A view of the newly established Dajia Insurance Group in Beijing on Thursday Photo: VCG

Graphics: GT

China’s insurance regulator on Thursday approved the establishment of a new company called Dajia Insurance Group, which will take over the assets of Anbang, a giant conglomerate that has been under state control for over a year.

Experts said it’s a reasonable choice to start a new enterprise that can comprehensively resolve Anbang’s financial woes, which were brought about by its complicated asset structure and risky investments. The new entity can protect policyholders’ legitimate rights and interests.

Anbang was one of China’s most aggressive buyers of global assets before authorities launched a campaign to regulate risky outbound mergers and acquisitions. According to a statement released on April 16, Anbang decided to reduce its registered capital from 61.9 billion yuan ($9.02 billion) to 41.539 billion yuan.

“Given the short development history of China’s insurance sector, and long-term features of endowment insurance contracts, a timely takeover is needed to defuse financial risks for the company after illegal practices threatened its solvency,” Li Daxiao, chief economist at Shenzhen-based Yingda Securities, told the Global Times on Thursday.

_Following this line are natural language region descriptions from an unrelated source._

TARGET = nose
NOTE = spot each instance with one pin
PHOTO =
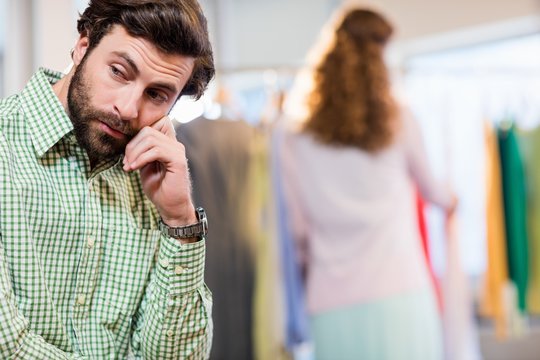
(127, 105)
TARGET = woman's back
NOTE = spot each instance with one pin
(356, 211)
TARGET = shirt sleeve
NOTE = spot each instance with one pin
(17, 341)
(175, 317)
(431, 189)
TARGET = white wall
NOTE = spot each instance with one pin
(38, 33)
(55, 32)
(280, 32)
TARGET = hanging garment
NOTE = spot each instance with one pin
(515, 210)
(269, 307)
(297, 327)
(228, 162)
(354, 219)
(220, 154)
(529, 142)
(496, 275)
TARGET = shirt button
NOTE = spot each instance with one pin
(91, 242)
(81, 299)
(164, 262)
(178, 270)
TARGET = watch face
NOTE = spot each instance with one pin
(203, 220)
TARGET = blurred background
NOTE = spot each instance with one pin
(459, 65)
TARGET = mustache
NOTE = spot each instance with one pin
(114, 122)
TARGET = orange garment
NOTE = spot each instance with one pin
(496, 276)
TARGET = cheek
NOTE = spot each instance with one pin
(149, 116)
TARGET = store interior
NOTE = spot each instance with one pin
(460, 66)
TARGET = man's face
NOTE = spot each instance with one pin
(120, 86)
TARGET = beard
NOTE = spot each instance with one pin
(86, 120)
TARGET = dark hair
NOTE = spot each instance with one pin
(173, 26)
(351, 102)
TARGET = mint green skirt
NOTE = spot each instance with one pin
(403, 327)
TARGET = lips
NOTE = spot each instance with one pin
(117, 134)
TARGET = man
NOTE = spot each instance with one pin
(101, 248)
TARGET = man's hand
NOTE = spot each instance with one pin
(164, 172)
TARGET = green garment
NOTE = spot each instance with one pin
(84, 272)
(515, 209)
(529, 143)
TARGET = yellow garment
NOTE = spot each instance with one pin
(269, 311)
(496, 276)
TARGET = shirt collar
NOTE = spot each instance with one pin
(47, 119)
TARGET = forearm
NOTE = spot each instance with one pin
(175, 320)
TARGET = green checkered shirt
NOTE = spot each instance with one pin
(84, 272)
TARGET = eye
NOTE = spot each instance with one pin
(156, 95)
(116, 72)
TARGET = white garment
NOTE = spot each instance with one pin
(355, 217)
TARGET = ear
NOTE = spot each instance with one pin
(80, 49)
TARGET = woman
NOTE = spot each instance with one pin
(350, 175)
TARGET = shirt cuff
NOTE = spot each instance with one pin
(180, 268)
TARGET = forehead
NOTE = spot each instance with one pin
(149, 60)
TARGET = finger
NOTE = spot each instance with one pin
(165, 126)
(143, 135)
(164, 150)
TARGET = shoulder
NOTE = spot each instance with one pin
(10, 110)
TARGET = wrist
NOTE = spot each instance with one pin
(194, 231)
(188, 218)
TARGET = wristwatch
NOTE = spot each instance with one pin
(199, 229)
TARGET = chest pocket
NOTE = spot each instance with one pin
(128, 256)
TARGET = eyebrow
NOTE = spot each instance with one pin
(135, 69)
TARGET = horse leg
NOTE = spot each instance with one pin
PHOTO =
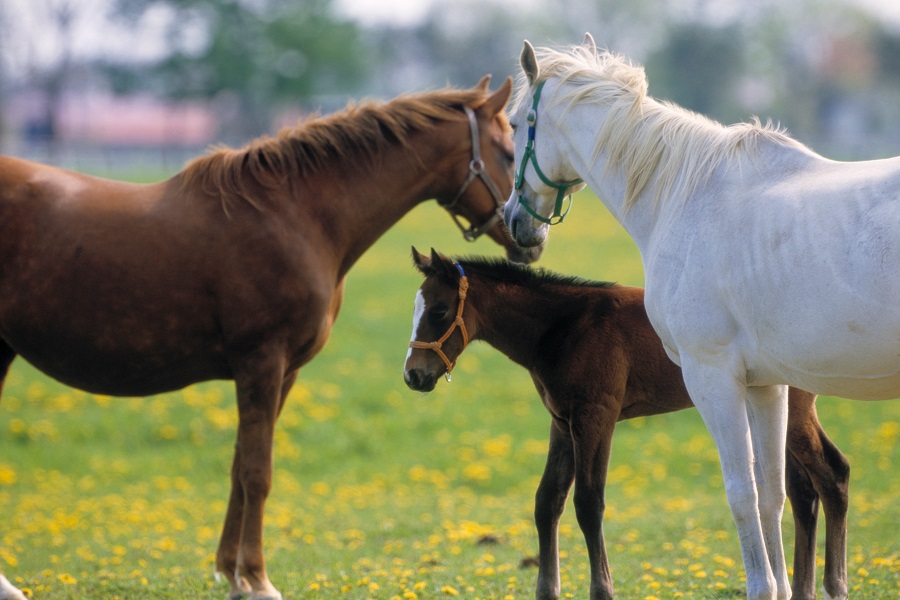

Setting up a new entity that will formulate customized solutions could be a more efficient means to achieve continuity of Anbang’s insurance services and get the company back to a focus in the insurance sector, Li said.

Zhong Ming, professor with the Shanghai University of Finance and Economics, said that starting a new company is appropriate in cases where partial adjustments don’t resolve the problems. Zhong added that policyholders’ interests have legal protection in China if any further problems emerge in the process of the state’s takeover or the new company’s operation.

The new company, Beijing-based Dajia Insurance Group, is similar to an asset management company. It has 20.36 billion yuan in registered capital, contributed by the China Insurance Security Fund Co, Sinopec Group and SAIC Motor, read a statement released by the China Banking and Insurance Regulatory Commission (CBIRC).

The China Insurance Security Fund controls 98.2 percent of Dajia, while Sinopec Group owns 0.55 percent and SAIC holds 1.2 percent of the Dajia, according to media reports.

Dajia, which means “everyone” in Chinese, will accept the transfer of equity rights from Anbang subsidiaries such as Anbang Life Insurance, Anbang Pension and Anbang Asset Management, the statement said.

A Dajia Property Insurance unit will also be established, which will take part of the insurance business, assets and debts from the Anbang Property Insurance unit.

After the completion of its restructuring, Anbang won’t launch any new insurance operations, the CBIRC said, noting that the plan that Dajia showed the insurance regulator had achieved gradual progress to dispose of Anbang’s risks.

The regulator took control of Anbang in February 2018. It then extended the one-year takeover period to February 2020.